Re: [ 11.333737] is this a ghost?

From: Alan Jenkins
Date: Tue Nov 18 2008 - 13:49:33 EST


Justin P. Mattock wrote:
> On Tue, 2008-11-18 at 16:58 +0000, Alan Jenkins wrote:
>
>> Justin P. Mattock wrote:
>>
>>> On Tue, 2008-11-18 at 11:15 +0000, Alan Jenkins wrote:
>>>
>>>
>>>> On 11/18/08, Justin P. Mattock <justinmattock@xxxxxxxxx> wrote:
>>>>
>>>>
>>>>> in dmesg I see:
>>>>> [ 11.333737]
>>>>> but nothing else.
>>>>> ---------------(cut)-----------------
>>>>> [ 11.247147] Monitor-Mwait will be used to enter C-1 state
>>>>> [ 11.247151] Monitor-Mwait will be used to enter C-2 state
>>>>> [ 11.247154] Monitor-Mwait will be used to enter C-3 state
>>>>> [ 11.247671] ACPI: CPU0 (power states: C1[C1] C2[C2] C3[C3])
>>>>> [ 11.247996] processor ACPI_CPU:00: registered as cooling_device0
>>>>> [ 11.248008] ACPI: Processor [CPU0] (supports 8 throttling states)
>>>>> [ 11.306465] ACPI: SSDT 3FEB8F10, 0087 (r1 APPLE Cpu1Ist 3000
>>>>> INTL 20050309)<7>power_supply ADP1: No power supply yet
>>>>>
>>>>>
>>>> Look at this last line.
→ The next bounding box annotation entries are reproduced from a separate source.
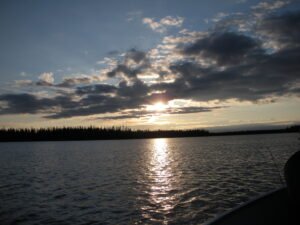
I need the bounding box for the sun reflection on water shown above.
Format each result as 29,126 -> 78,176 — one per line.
150,139 -> 174,212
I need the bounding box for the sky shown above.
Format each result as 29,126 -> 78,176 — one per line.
0,0 -> 300,129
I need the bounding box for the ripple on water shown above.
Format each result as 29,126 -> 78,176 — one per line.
0,134 -> 299,225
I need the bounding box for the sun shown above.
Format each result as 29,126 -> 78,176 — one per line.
147,102 -> 168,112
The "<7>" is a priority marker. Normally it
>>>> marks the start of a line, and should be hidden. So you seem to be
>>>> missing a line break just after "20050309)"...
>>>>
>>>>
>>>>
>>>>> [ 11.306831] power_supply ADP1: power_supply_changed
>>>>> [ 11.306839] ACPI: AC Adapter [ADP1] (on-line)
>>>>> [ 11.333737] <------------what's with this!!!
>>>>>
>>>>>
>>>> ...which seems to be delayed and reappears here?
>>>>
>>>>
>>>>
>>>>> [ 11.342937] power_supply ADP1: power_supply_changed_work
>>>>> [ 11.351901] power_supply ADP1: power_supply_update_gen_leds 1
>>>>> [ 11.351916] ACPI: SSDT 3FEB7F10, 0085 (r1 APPLE Cpu1Cst 3000
>>>>> INTL 20050309)
>>>>>
>>>>> if you need to see the full dmesg I can attach..
>>>>> I've seen this happen on a random.
>>>>>
>>>>>
>>>> I guess you have a multicore processor (or some other sort of SMP), right?
>>>>
>>>> I think kernel messages are not completely synchronized by design, for
>>>> reliability reasons. (e.g. to make sure critical error messages /
>>>> backtraces can get through on a dying system).
>>>>
>>>>
>>> Cool.
>>> makes good sense to me,
>>> As long as it's not something that shouldn't be there,
>>> or something that's broken. As for this happening again
>>> looking at dmesg nothing, all synchronized.
>>> Seems to randomly show itself.
>>>
>>>
>> It's the ACPICA OS abstraction layer - it splits every message into
>> multiple printk() calls. Other subsystems don't do this... it probably
>> could and should be fixed.
>>
>> drivers/acpi/utmisc.c:
>>
>> void ACPI_INTERNAL_VAR_XFACE
>> acpi_ut_info(const char *module_name, u32 line_number, const char
>> *format, ...)
>> {
>> va_list args;
>>
>> /*
>> * Removed module_name, line_number, and acpica version, not needed
>> * for info output
>> */
>> acpi_os_printf("ACPI: ");
>>
>> va_start(args, format);
>> acpi_os_vprintf(format, args);
>> acpi_os_printf("\n");
>> va_end(args);
>> }
>>
>> The alternative is to use the preprocessor, i.e. macros and string
>> concatenation to generate a single printk().
>>
>> Alan
>>
>
> Maybe I'm missing a library or something.
> The issue with this is the consistency.
> one reboot I'll see it up higher in dmesg,
> and then on another reboot nothing, then
> maybe a few more reboots I'll see it down lower
> in dmesg(like what I posted). As for fixing this
> I'm not educated enough to go in and exactly know what
> to change(one day hopefully, so I can contribute),
> But I am willing to try a patch out to see if it resolves
> the issue.
>

Right. It's simple enough, I can write a patch. Not sure what would be
most acceptable though.

Len, this sounds like a genuine bug. Would you accept a patch changing
ACPI_INFO(()) etc. to use GNU-style variadic macros?